Questions about word embedding(word2vec) [closed] - neural-network

Closed. This question needs to be more focused. It is not currently accepting answers.
Want to improve this question? Update the question so it focuses on one problem only by editing this post.
Closed 3 years ago.
Improve this question
I am trying to understand word2vec(word embedding) architecture, and I have few questions about it:
first, why is word2vec model considered a log-linear model? Is it because it uses a soft max at output layer?
second, why does word2vec remove hidden layer? Is it just because of computational complexity?
third, why does word2vec not use activation function? (as compared to NNLM(Neural Network Language Model).

first, why word2vec model is log-linear model? because it uses a soft max at output layer?
Exactly, softmax is a log-linear classification model.

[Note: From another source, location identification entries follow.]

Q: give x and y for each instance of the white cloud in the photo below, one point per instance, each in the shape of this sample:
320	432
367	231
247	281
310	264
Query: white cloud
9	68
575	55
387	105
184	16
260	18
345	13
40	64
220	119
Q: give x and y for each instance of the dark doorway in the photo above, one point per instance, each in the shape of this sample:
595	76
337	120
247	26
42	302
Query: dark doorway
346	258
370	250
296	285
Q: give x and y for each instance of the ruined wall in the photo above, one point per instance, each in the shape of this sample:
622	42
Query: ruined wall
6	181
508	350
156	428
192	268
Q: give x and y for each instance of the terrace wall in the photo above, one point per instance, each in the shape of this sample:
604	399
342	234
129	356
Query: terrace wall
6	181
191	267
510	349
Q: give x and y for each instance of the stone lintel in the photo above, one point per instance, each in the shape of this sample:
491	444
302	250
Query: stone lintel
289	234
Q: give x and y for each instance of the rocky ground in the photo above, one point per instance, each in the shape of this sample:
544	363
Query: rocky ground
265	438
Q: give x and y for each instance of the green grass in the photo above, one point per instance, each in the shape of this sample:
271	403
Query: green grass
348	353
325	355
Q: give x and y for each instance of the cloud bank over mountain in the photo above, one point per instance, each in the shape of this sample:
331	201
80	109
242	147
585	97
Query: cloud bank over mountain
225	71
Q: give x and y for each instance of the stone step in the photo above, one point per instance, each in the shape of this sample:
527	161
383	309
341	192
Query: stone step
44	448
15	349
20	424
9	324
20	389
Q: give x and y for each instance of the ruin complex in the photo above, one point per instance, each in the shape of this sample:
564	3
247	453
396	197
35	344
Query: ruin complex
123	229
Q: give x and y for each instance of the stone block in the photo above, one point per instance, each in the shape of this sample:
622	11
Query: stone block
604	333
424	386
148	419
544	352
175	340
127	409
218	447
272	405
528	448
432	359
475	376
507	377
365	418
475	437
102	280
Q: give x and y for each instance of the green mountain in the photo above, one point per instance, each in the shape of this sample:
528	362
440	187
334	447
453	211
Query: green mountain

The intent is to obtain values at the output that can be considered a posterior probability distribution
second, why word2vec removes hidden layer? it just because of
computational complexity?
third, why word2ved don't use activation function? compare for
NNLM(Neural Network Language Model).
I think your second and third question are linked in the sense that an extra hidden layer and an activation function would make the model more complex than necessary. Note that while no activation is explicitly formulated, we could consider it to be a linear classification function. It appears that the dependencies that the word2vec models try to model can be achieved with a linear relation between the input words.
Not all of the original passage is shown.